Tuesday, July 01, 2008

La noche del oráculo


Cuando terminé El libro de las ilusiones, a la sazón la obra más reconfortante de cuantas escritas por Paul Auster había leído, decidí hacer una pausa en mi particular maratón por su literatura. No es, ni mucho menos, que ésta hubiese ido perdiendo enteros conforme avanzaba mi conocimiento de la misma, ni que el cansancio hubiera hecho acto de presencia en mi ánimo, hasta ese momento enteramente dispuesto a ahondar tanto como fuera posible en las letras del hombre de New Jersey. No. Sencillamente quise darme una tregua, un respiro reparador que me impulsase, llegado el momento, a una nueva voluntad devoradora de su obra. Y dicho momento llegó, hace escasos días, con La noche del oráculo, la penúltima parada en la colección de títulos monoautoría que desde hace meses -años, si contamos la primera lectura de El Palacio de la luna- disfruto.

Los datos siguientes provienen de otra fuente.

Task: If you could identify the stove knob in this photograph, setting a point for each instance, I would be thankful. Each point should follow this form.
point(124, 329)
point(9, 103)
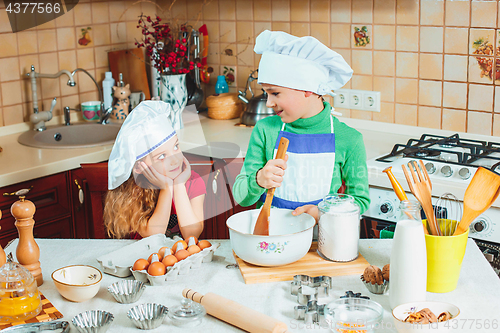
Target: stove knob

Un hombre burla a la muerte para enfrentarse a la vida. Como excusa argumental, seamos honestos, no resulta un dechado de originalidad. Pero las ramificaciones tejidas desde ese núcleo son las que conforman la verdadera razón de ser de La noche del oráculo. Porque para Auster, y a estas alturas imagino que los que hayas seguido mis comentarios sobre su obra u os hayáis atrevido a sumergiros en ella ya lo sabréis, de la sencillez aparente crece una tupida malla argumental que a la postre da forma a historias profundas y maravillosamente narradas. En ocasiones dicha profundidad trasciende al propio texto para dejar que sea el lector quien junte las piezas mediante las que se entretejen reflexiones, giros inesperados y puntos de vista extremos sobre las más vacuas realidades cotidianas. Así, de lo sencillo surgen tramas intensas, a veces desconcertantes, que sin embargo nunca abandonan la senda de la lógica y la sensatez para caer en el terreno de la fantasía. Precisamente por eso, porque no necesita tocar lo imposible para dar empaque a sus novelas, Auster resulta un autor tan creíble como los personajes que crea, si bien siempre reserva una porción de sus artimañas novelísticas a la casualidad y al azar, a menudo íntimos compañeros de los protagonistas de sus historias.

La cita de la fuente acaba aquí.